CMH Transition Public Hearings
This Thursday, the Board of Commissioners will be asked to approve a resolution to begin planning public hearings on transitioning Community Mental Health (CMH) from a county department to an independent authority. I want to be clear at the outset: I strongly support public input. Public hearings are essential. What I do not support is moving this process forward before the Board has the information it already requested and before the Board has determined whether conversion is even a prudent path worth considering.
Just three weeks ago, on November 21, the Board adopted a motion directing the County Administrator to return with a proactive, recommended strategy designed to minimize financial risk to taxpayers, retain quality employees during any transition, and ensure the continuation of high-quality mental health services. That strategy was to come back to the Board in January.
In addition, I stated clearly that there were two prerequisites I needed before considering any next steps:
A full legal analysis of the risks associated with the status quo;
An independent, third-party assessment of the advantages and disadvantages of conversion.
None of these have been provided, and it is not even clear when they will be.
The resolution before us would commit the Board to scheduling public hearings in early to mid-January. However, the actual transition materials—the draft plan, agreements, legal analysis, and cost considerations—are not scheduled for initial review until January 6, and even then they are described as being “for discussion purposes only.” In other words, we would be approving public hearings before the Board has reviewed the very documents those hearings are supposed to be about.
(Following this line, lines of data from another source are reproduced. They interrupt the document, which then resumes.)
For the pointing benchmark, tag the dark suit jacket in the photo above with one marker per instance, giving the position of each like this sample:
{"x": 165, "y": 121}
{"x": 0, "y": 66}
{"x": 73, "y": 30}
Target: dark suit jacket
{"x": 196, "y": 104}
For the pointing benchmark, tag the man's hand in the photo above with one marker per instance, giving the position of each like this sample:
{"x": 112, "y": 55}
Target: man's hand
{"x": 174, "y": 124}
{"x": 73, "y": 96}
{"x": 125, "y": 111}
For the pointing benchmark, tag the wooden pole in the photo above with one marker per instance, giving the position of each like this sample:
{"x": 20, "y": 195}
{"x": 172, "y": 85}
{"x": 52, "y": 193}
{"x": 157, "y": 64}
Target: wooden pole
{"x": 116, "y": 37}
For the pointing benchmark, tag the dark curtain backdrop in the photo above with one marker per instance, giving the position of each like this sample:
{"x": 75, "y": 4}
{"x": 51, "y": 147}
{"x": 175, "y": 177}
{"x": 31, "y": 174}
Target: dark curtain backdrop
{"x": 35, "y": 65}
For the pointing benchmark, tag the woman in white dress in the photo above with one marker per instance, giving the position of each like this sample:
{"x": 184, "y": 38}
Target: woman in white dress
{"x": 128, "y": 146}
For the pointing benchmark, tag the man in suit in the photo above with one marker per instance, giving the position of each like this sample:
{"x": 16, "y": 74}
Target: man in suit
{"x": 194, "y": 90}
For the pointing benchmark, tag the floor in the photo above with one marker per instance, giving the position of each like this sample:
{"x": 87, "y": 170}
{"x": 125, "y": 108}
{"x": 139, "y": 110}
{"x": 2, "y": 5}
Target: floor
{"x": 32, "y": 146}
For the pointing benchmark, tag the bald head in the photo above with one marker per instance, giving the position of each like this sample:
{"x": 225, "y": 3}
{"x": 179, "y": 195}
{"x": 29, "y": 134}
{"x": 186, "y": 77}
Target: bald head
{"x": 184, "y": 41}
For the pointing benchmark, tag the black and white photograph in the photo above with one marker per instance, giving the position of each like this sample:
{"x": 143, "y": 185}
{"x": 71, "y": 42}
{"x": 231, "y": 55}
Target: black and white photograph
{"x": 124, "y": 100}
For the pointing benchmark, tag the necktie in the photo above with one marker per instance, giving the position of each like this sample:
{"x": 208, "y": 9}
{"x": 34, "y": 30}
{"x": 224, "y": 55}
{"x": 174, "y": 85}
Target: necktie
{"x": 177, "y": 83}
The public cannot weigh in effectively on abstract concepts. Meaningful public engagement requires something concrete to evaluate—draft legal agreements, a cost analysis, and a clearly articulated transition plan. Without those materials, hearings risk being performative rather than informative.
That sequence is backwards. The responsible and logical order is straightforward: first, the Board reviews the draft transition strategy, legal risk analysis, and independent cost-benefit assessment. Second, the Board decides whether conversion is a prudent option worth pursuing. Third, if it is, we invite public input on specific, tangible documents. This resolution skips directly to step three.
The justification offered for moving this quickly is that scheduling hearings now provides more notice and that the Board can always cancel them later if concerns arise. Scheduling hearings now implicitly treats conversion as the assumed path forward, despite the fact that no legal risk analysis has been shared, no independent cost-benefit review has been presented, and no evidence has been offered that conversion would improve outcomes.
If the Board simply waits two weeks—until January 6—we lose nothing of substance. Hearings could still be scheduled for late January or early February with ample public notice. There is no downside to waiting. There is no urgency here that justifies acting now; acting now increases risk instead.
This is also not a new or unexamined question. This Board has looked at CMH conversion before. The most comprehensive prior review, conducted in 2016, found no clear advantage to transitioning to an authority and identified real downsides, including higher costs and potential service disruption. That history matters because it shows this is not an emergency or a novel discovery, and it reinforces why the burden of proof is higher—not lower—before moving forward quickly.
Public engagement works best when the Board itself has first done its homework. At this point, neither the Board nor the public has draft agreements, a legal analysis, or an independent assessment to examine. Approving hearings before those materials exist does not enhance transparency but obcusres it.
I will enthusiastically support public hearings after the Board has reviewed the full draft transition strategy, received a legal risk analysis, examined an independent assessment of the pros and cons, and made a conscious, intentional determination that conversion is worth considering. This is not about slowing things down for the sake of it. It is about the Board fulfilling its fiduciary and governance responsibilities to protect vulnerable residents, support dedicated employees, and safeguard taxpayer dollars.
This resolution asks the Board to act before the facts are on the table. Our duty of care requires the opposite. For that reason, I will be voting no.